Annette took the mug from me and I said: "Thanks, love."

Dave had passed the message to Nigel. "Does that mean… she's not an American?" he asked.

"That's right."

"So they won't let her back in?"

"No way. Immigration have been tipped off to watch out for her."

"So what'll she do?"

"I don't know. Either spend the rest of her life in Arrivals at Miami airport or fly somewhere else. Back here, I assume. She won't be having grits and pancakes for breakfast with the Waltons, that's for sure."

"That's fantastic!" Nigel exclaimed, passing the note on.

"Bloody'ell!" Dave added.

The DC reading the note said: "Some of us don't know what all this is about. You've been a bit secretive lately, boss, if you don't mind me saying."

I held my hands up to show contrition. "For which I apologise," I told him. "It was all a bit sensitive and we wanted to keep it out of the papers. Tell you what. It's been a good week, first the burglars, then this. How about a full team night out, Friday?"

There was a mumble of approval. "Chinky and the social club," someone suggested.

"I reckon the firm should pay," Nigel said. "There ought to be at least some commendations in this for you and Jeff."

"Oh, I haven't room on my wall for another commendation," I told him.

"And I'd like to say," Jeff began, 'that any commendation given to me is only because I'm the figurehead. It will really belong to all of you."

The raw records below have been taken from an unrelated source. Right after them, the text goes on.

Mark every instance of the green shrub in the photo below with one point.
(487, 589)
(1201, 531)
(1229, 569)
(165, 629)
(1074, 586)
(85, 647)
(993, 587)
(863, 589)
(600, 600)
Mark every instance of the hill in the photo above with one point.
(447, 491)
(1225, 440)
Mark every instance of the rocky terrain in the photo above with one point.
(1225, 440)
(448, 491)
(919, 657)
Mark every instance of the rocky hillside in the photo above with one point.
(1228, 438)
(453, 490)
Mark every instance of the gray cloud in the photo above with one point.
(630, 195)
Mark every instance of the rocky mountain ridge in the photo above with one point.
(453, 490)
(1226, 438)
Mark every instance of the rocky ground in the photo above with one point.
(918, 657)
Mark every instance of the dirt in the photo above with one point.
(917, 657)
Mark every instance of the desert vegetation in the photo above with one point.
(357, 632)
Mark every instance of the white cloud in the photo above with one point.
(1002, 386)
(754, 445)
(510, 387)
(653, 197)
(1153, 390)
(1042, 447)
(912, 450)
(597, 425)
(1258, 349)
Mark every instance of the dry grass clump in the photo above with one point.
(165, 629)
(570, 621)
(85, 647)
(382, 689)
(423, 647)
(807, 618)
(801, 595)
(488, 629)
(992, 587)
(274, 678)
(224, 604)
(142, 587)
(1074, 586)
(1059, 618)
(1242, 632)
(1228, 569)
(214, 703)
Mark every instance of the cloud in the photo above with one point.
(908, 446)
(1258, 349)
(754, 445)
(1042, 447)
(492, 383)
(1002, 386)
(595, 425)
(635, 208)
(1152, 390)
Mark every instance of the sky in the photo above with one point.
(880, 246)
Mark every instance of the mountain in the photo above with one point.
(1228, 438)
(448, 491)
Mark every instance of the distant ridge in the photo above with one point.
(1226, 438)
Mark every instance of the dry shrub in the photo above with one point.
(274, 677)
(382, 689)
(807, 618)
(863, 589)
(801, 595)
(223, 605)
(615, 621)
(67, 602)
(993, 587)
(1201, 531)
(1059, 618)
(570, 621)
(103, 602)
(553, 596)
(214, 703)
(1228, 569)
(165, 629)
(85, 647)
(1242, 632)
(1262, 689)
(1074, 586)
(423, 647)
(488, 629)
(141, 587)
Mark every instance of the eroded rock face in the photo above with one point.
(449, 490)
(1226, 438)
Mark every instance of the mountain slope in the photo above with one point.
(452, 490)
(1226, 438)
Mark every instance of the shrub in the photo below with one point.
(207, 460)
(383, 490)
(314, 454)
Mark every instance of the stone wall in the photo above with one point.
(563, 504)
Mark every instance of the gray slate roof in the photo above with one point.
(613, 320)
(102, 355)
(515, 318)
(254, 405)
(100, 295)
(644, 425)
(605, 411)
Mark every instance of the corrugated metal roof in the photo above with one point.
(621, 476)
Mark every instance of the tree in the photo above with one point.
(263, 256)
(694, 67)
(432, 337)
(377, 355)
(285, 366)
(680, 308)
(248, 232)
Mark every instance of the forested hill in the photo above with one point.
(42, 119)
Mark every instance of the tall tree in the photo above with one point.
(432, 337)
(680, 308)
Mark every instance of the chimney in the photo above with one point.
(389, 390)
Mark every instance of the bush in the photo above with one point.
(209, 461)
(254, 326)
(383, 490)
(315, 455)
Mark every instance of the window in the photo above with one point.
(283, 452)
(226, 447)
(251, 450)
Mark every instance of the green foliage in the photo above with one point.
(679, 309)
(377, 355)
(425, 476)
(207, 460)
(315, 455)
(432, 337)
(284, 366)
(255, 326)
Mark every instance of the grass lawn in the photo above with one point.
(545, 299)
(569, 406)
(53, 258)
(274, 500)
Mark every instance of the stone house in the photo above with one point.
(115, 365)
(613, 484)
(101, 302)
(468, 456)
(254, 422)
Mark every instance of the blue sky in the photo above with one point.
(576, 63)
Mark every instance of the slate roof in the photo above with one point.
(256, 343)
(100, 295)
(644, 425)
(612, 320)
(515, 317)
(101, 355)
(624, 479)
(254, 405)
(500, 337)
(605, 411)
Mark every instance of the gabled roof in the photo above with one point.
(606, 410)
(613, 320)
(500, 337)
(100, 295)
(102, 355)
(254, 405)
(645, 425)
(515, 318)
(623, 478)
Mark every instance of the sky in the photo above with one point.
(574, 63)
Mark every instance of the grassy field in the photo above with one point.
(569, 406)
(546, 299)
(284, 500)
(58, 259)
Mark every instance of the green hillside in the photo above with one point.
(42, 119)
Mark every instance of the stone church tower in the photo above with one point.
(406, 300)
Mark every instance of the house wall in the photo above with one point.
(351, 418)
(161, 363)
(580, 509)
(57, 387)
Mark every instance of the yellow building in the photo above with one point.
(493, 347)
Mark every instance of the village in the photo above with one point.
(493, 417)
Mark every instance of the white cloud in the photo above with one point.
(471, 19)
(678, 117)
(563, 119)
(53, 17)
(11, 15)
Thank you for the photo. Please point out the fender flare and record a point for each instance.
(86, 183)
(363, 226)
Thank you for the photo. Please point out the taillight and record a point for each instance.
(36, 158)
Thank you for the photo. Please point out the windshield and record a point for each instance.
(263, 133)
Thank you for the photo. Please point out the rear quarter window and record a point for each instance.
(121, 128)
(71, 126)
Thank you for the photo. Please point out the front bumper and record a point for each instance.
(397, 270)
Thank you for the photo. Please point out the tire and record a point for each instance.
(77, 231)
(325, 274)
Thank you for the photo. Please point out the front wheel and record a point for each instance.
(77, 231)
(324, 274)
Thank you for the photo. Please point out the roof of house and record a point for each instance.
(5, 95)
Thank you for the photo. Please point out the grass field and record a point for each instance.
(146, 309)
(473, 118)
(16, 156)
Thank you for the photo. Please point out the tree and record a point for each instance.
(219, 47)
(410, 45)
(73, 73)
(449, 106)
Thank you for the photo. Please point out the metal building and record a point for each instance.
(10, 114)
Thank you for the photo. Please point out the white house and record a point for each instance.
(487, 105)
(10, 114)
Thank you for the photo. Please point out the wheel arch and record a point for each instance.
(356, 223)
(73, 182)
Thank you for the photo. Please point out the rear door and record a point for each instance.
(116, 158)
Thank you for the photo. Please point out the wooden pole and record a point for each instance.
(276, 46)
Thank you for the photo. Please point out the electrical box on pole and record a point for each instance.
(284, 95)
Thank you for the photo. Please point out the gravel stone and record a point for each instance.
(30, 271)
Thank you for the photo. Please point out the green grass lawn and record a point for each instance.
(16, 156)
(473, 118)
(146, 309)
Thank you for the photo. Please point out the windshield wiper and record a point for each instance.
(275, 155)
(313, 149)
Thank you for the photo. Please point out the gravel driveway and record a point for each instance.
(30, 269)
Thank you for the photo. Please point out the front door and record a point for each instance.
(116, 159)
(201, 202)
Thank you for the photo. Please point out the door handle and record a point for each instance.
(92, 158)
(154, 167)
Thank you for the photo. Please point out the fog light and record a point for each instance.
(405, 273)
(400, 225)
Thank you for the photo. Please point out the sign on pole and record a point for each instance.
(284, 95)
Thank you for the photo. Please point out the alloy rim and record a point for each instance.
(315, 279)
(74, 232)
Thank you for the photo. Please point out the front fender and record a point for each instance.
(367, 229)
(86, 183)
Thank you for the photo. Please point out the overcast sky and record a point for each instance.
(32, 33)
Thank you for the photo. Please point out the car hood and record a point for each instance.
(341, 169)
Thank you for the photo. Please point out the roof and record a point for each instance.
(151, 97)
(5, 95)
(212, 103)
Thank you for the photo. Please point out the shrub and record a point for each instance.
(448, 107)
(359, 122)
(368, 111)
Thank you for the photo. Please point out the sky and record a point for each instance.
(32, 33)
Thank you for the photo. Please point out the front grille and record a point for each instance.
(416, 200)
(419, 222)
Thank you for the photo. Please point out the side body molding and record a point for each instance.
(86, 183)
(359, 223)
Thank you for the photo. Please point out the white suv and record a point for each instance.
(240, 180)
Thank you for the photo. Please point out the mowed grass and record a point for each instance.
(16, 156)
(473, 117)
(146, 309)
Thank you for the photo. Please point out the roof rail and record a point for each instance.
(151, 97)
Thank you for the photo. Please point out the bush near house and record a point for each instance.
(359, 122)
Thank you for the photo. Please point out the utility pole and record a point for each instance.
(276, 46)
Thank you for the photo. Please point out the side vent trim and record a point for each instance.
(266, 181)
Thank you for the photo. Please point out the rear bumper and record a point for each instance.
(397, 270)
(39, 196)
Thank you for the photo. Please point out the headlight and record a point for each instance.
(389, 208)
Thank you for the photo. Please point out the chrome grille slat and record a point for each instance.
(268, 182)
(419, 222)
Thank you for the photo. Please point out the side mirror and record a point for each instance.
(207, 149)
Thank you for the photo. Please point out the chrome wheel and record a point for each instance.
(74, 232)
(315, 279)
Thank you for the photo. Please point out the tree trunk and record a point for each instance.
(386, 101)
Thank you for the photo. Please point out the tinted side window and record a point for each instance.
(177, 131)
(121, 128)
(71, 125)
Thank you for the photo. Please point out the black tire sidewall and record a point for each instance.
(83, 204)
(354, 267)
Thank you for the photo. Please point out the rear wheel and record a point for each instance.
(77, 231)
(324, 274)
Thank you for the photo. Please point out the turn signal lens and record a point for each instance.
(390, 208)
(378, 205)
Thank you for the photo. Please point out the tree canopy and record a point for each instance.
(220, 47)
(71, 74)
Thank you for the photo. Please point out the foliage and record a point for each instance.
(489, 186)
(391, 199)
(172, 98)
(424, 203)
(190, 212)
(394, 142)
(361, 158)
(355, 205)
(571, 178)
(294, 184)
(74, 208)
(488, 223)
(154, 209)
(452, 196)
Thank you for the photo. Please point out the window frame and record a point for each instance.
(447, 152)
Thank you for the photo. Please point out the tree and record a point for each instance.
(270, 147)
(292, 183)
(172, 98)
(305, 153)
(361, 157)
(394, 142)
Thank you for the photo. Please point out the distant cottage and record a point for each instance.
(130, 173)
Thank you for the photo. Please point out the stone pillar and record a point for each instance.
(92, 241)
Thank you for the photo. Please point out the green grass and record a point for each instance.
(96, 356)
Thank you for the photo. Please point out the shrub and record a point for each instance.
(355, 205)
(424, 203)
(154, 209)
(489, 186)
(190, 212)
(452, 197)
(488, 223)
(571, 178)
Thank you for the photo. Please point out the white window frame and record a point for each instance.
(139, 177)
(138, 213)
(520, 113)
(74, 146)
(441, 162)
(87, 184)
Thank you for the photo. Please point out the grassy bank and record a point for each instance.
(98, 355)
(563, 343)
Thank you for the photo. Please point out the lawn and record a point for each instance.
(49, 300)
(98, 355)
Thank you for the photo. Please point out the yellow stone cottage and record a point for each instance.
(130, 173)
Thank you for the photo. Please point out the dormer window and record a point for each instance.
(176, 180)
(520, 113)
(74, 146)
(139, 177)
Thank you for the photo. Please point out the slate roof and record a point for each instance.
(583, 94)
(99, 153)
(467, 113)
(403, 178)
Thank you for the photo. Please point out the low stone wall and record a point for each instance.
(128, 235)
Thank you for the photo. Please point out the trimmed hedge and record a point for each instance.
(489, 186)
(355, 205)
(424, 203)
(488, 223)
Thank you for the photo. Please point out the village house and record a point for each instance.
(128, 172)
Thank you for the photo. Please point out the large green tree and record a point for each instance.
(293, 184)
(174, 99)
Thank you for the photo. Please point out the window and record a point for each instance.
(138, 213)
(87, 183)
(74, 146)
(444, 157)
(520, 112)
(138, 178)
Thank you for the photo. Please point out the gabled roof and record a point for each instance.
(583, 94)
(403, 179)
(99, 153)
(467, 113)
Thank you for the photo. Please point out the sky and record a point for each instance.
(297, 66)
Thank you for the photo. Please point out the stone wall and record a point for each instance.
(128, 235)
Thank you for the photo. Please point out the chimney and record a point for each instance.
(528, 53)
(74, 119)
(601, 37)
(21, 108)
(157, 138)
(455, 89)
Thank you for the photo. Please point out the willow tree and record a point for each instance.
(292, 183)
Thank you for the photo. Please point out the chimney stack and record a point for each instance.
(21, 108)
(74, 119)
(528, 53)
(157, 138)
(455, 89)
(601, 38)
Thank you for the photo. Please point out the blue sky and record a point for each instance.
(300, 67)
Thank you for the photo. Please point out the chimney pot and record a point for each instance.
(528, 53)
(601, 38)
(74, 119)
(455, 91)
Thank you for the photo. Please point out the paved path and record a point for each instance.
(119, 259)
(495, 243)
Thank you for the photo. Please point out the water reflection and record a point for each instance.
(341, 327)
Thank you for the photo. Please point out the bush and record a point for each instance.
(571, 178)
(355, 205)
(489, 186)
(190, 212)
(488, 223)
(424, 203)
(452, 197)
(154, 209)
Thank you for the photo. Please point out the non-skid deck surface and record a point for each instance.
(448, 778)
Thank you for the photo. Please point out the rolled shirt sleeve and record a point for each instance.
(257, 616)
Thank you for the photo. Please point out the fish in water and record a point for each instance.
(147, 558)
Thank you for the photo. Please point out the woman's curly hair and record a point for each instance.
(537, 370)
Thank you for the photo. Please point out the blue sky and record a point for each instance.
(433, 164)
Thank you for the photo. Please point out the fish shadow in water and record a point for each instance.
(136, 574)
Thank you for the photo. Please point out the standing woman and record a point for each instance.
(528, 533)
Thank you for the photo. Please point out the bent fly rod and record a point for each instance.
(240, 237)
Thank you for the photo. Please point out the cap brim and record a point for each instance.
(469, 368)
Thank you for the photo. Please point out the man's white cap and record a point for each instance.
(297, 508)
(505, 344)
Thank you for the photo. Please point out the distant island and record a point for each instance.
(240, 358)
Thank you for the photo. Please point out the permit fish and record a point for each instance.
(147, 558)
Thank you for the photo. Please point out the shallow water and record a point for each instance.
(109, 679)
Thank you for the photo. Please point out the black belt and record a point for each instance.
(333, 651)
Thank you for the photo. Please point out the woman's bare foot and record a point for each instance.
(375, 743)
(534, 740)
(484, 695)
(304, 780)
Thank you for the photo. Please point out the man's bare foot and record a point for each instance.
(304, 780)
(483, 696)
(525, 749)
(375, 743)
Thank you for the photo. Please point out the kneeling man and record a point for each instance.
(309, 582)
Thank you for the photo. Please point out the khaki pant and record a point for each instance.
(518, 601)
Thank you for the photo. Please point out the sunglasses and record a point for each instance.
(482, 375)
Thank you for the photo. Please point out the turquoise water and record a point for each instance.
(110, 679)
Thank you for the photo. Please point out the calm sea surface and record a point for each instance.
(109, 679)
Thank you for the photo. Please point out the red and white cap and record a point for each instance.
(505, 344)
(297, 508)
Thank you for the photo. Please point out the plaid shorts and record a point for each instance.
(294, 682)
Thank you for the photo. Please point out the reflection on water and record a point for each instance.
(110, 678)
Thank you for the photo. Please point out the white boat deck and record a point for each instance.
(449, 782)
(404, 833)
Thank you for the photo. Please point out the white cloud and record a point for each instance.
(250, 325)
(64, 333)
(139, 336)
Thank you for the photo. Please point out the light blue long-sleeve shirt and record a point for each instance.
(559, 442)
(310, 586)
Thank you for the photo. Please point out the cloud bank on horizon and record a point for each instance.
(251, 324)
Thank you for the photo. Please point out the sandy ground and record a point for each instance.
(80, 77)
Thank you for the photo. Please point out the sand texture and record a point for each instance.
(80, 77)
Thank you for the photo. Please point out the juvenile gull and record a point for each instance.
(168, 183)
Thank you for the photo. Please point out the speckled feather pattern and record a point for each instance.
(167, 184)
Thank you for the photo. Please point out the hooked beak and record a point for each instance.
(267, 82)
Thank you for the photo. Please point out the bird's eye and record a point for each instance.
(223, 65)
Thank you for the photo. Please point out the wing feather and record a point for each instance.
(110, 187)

"Golly, how kind," they muttered.

The phone in my office was ringing. I rose to my feet but the DC grabbed his own phone and said, "I'll pick it up, Charlie." He tapped in the appropriate number and listened. "Heckley CID," he said. His eyes widened and he smiled. "Yes, he's here. I'll put him on." He covered the mouthpiece and hissed: "This is it! The Chief Constable's secretary wants a word with you. Commendations here we come!"

I took the phone from him, composed myself and said: "DI Priest," in my most authoritative voice.

"Hello, Inspector Priest," a husky female replied. "This is Miss Yates, secretary to the Chief Constable."

"Hello, Rita," I boomed into the mouthpiece. "Long time no see." Rita goes through chief constables like Eurostar goes through the Chunnel.

"How can I help you?" The others were hanging on my words.

"I'm just preparing the agenda for the next Serious Crime Operations Group meeting," she told me, 'and I've noticed that at the last one, item eighteen, you offered to look into unsolved crimes going back thirty years. Shall I put you down for a presentation at the next meeting?"

I took a deep breath, puffed my cheeks and exhaled with a poof ff like a beach ball deflating. "Er, no," I stated.

"What would you like me to put?"

"Nothing. Can't you just forget it?"

"No, Inspector. I'm afraid that's not possible."

"Well, just say… say I'm working on it. Nothing to report at this stage."

"I'll have to put it on the agenda, and you can tell the meeting yourself. Will that be all right?"

"If you say so." She rang off and I handed the phone across the desk, my displeasure apparent for all to see. They stared, blank-faced, waiting for a pronouncement. It broke my heart to disappoint them all.

"That's it, lads," I said. "Tea break's over. Back up on your heads."